Regardless, hidden amongst my many charms, is a skill I do well... Abasing people.
This is that story...
It was hard not to notice her. In a bar teeming with slack-jawed yokels and their lipstick-smeared, big-haired consorts, she couldn't have been more conspicuous. It wasn't that she was jumping up on the tables or causing a stir or laughing that kind of lurching, over-loud guffaw hat comes out of sorority pledges every time they get full of too much hooch. If anything, the woman seemed subdued, almost bored with it all. As a mass of dead-eyed young lotharios reeking of Old Spice made their plays on oily-skinned lasses with stringy hair who looked like they
needed a shoehorn to wedge themselves into their jeans, she stood there, sipping Bushmills, looking for all the world as if there were any place else she'd rather be. And in a crowd like this, that made her the most interesting person in the room by far.
She was puffing on a cigarette that left a thick trail smoke in the air. As the vapor fell, it cascaded down past her graceful neck and then poured past her breasts held in place only by her tight knit gray T-shirt. As it cooled, it fell faster, until it swept and eddied over the denim seams that clung around her elegant hips. A person would walk nearby and the smoke would scurry around her thighs, finally descending past her shapely calves and pool by her open sandals.
After I followed the smoke, I looked up, and found her face, realized that it was finer, fairer than any artist would have carved or painted, if indeed any would attempt. The haze knew better than to dare obscure her face. I found I couldn't look away.
Now, she was a story.
Which I guess is why I found myself standing in front of her, my palms moist from fear and my tongue swelled from the lack of saliva in my dry, pasty mouth. I was standing in front of a honest-to-goodness attractive woman, one with just a hint of blush in her cheek and a striking shade of green in her eyes, and she was actually looking at me, waiting for me to speak.
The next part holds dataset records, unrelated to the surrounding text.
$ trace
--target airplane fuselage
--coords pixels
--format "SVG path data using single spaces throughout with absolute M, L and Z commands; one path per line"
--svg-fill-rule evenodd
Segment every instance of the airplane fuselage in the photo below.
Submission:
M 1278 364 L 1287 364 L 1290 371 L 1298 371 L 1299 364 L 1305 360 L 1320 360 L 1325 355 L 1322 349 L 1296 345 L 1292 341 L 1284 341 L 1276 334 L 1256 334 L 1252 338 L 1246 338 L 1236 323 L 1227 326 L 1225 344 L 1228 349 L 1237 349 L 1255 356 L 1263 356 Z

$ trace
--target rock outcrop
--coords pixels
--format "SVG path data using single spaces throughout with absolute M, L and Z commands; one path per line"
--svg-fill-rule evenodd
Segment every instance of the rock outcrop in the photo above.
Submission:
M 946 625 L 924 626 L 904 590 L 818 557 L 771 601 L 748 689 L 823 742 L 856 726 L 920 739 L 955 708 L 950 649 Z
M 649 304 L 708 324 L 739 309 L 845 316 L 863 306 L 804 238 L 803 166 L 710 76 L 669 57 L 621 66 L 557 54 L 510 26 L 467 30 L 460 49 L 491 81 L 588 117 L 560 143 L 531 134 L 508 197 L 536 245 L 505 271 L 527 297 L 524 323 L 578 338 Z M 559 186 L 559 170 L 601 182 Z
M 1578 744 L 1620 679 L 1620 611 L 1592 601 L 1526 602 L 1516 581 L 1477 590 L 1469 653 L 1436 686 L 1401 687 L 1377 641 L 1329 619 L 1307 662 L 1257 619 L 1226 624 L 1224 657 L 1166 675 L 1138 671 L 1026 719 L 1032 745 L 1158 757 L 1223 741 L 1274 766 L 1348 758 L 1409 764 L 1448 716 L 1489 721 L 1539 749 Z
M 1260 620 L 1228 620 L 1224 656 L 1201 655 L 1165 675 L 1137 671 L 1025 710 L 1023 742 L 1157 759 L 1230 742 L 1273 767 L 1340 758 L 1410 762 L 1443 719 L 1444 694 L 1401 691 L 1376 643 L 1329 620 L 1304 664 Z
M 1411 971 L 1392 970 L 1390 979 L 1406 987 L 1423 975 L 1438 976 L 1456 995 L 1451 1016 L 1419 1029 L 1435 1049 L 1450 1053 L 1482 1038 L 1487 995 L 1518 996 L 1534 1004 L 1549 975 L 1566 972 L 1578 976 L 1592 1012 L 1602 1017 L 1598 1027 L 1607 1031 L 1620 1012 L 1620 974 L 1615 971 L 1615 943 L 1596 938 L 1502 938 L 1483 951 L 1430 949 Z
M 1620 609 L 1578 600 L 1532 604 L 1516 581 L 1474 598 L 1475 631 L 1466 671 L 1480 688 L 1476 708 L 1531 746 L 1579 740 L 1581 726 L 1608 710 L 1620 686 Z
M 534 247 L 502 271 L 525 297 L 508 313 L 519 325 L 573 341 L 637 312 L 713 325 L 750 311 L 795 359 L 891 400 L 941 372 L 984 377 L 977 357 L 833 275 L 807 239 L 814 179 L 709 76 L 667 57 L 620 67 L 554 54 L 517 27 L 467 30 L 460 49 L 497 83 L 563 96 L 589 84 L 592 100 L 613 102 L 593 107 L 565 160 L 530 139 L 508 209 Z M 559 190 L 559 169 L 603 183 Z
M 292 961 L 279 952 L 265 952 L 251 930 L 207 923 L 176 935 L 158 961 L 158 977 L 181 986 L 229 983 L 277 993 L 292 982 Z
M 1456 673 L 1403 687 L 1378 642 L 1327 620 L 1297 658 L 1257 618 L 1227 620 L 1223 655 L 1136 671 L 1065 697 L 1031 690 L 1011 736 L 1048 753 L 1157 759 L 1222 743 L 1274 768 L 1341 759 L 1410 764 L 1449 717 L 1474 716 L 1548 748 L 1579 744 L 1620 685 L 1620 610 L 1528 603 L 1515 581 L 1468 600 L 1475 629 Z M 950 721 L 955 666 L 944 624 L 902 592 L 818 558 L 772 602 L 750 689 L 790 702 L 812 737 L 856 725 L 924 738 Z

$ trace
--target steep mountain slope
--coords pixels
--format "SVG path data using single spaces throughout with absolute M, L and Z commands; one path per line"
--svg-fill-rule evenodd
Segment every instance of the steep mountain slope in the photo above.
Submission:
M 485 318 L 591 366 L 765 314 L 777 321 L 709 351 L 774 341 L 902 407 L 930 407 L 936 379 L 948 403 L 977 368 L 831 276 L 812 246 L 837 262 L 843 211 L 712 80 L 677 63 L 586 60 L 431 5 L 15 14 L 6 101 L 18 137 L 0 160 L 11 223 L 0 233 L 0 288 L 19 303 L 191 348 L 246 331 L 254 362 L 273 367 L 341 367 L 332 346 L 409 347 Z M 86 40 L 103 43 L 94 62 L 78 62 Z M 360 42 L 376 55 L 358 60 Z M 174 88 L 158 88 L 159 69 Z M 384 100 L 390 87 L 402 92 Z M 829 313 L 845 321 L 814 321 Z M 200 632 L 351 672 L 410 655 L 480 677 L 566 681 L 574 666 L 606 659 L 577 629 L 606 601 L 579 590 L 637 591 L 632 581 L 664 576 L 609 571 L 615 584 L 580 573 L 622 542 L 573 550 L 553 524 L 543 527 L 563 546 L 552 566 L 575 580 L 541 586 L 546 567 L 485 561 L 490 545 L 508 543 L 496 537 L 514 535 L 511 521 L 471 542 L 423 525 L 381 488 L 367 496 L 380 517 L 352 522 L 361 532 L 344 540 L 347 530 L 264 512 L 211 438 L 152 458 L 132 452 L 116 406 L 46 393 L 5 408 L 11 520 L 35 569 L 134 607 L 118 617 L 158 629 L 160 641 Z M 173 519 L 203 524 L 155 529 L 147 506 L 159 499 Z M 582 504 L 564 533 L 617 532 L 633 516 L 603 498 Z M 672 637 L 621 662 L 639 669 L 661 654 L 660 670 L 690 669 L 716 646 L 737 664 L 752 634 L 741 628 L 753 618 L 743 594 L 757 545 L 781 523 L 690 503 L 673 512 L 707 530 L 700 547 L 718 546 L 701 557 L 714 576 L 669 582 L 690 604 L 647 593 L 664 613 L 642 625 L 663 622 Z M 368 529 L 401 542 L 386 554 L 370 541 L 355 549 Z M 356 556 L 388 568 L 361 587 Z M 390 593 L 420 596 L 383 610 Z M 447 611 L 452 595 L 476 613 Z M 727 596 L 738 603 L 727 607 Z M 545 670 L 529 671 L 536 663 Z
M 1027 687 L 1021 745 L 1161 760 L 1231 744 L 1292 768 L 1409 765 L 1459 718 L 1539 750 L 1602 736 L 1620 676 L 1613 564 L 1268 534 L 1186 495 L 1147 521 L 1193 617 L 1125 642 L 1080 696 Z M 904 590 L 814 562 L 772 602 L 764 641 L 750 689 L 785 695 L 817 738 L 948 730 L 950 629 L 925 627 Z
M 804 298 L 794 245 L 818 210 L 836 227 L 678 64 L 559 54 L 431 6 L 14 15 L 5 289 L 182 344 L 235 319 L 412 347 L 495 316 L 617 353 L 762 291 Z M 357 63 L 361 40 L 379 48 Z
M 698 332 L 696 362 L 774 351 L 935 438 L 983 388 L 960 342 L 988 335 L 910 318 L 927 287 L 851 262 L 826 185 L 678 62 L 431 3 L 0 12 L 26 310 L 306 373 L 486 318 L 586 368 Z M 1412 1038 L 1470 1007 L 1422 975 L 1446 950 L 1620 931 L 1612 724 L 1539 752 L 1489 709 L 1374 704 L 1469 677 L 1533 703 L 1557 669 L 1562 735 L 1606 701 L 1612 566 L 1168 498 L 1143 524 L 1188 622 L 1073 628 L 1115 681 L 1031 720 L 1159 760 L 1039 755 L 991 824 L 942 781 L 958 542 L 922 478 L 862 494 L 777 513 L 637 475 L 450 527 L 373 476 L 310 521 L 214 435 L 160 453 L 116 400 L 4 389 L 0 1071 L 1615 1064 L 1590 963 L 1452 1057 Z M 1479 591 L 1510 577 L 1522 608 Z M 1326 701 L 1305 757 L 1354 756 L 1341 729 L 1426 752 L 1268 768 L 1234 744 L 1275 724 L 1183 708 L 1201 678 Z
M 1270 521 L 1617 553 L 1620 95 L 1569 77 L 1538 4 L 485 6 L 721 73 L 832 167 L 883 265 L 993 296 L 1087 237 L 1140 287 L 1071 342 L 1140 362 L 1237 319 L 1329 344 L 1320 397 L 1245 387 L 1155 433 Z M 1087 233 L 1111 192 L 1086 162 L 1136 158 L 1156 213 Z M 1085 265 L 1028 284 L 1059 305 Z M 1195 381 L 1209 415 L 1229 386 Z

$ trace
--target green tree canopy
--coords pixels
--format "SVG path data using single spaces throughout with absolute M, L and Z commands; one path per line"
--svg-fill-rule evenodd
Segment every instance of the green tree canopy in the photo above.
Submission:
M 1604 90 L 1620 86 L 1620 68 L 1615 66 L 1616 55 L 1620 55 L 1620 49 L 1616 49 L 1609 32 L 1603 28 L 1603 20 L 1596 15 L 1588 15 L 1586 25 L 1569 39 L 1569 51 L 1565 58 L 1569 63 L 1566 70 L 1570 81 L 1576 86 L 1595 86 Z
I was asking for a phone number.
She protested, she hesitated, and she balked. She insisted I shouldn't have the number, and it would never work out. She tried to convince me that a date would be a bad idea. I insisted, I pleaded and in the end she gave up and gave me the number I wanted.
...
Situations like this, sitting around drinking cheap-ass domestic beer while ogling young women, never fail to depress the hell out of me. Maybe it's because the entire setting reeks with the overpowering smell of desperation. Or that the women strike me as utterly unattainable, an especially depressing proposition when you're stuck in Woodbridge. Or maybe it's just because I prefer Bass to domestics.
...
The number I was after wasn't the phone number of the stunning raven-haired maiden whom I had just spoken with, nor was the number of her even more marvelous friend, also at the bar that evening. No, it was the number of somebody that she hated, and spat when the "Bitch's" her name was mentioned.
She told me of things about the "Bitch," to dissuade me. She told me how the "Bitch" was thoughtless, uncaring, and childish. I asked questions, I made comments and finally, I spoke.
"That Bitch and I have one thing in common. We both hate you."
Words like that just don't make the lady-folk swoon.